USSCT to chime in on executive compensation issues

News Brief
August 18, 2009

By Cydney Posner

We may soon be hearing from the Supreme Court on the issue of executive compensation, or awfully close to it. The NYT is reporting that, this fall, the Court will hear Jones v. Harris Associates, in the midst of the public furor over soaring compensation paid to executives of failed companies. While the case itself arose in the context of fees paid by mutual funds to their investment advisers, it "may turn out to be the court's first significant statement on the corporate culture that helped lead to the Great Recession." A three-judge panel in the Seventh Circuit tossed a case brought by the investors in three mutual funds who said the funds had overpaid their investment adviser, Harris Associates. The panel decision, written by Chief Judge Frank H. Easterbrook, argued that the marketplace can be trusted to regulate fees. Surprisingly, Judge Posner (of the law-and-economics school), dissenting from the full court's decision not to rehear the case, said that competition had not been effective in the keeping compensation under control because the corporate world has insulated pay decisions from market discipline.
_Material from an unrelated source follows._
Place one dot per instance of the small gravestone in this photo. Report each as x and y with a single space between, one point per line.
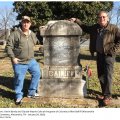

In dissent, Judge Posner wrote: "Executive compensation in large publicly traded firms often is excessive...because of the feeble incentives of boards of directors to police compensation." While, as described in the article, mutual fund boards and advisers may seem more incestuous even than corporations (since they are typically formed and run by their investment advisers, who select the fund's board of directors, which then negotiates the advisers' fees), the case may still be one to watch as its outcome could have some influence on compensation decision-making in the corporate world as well.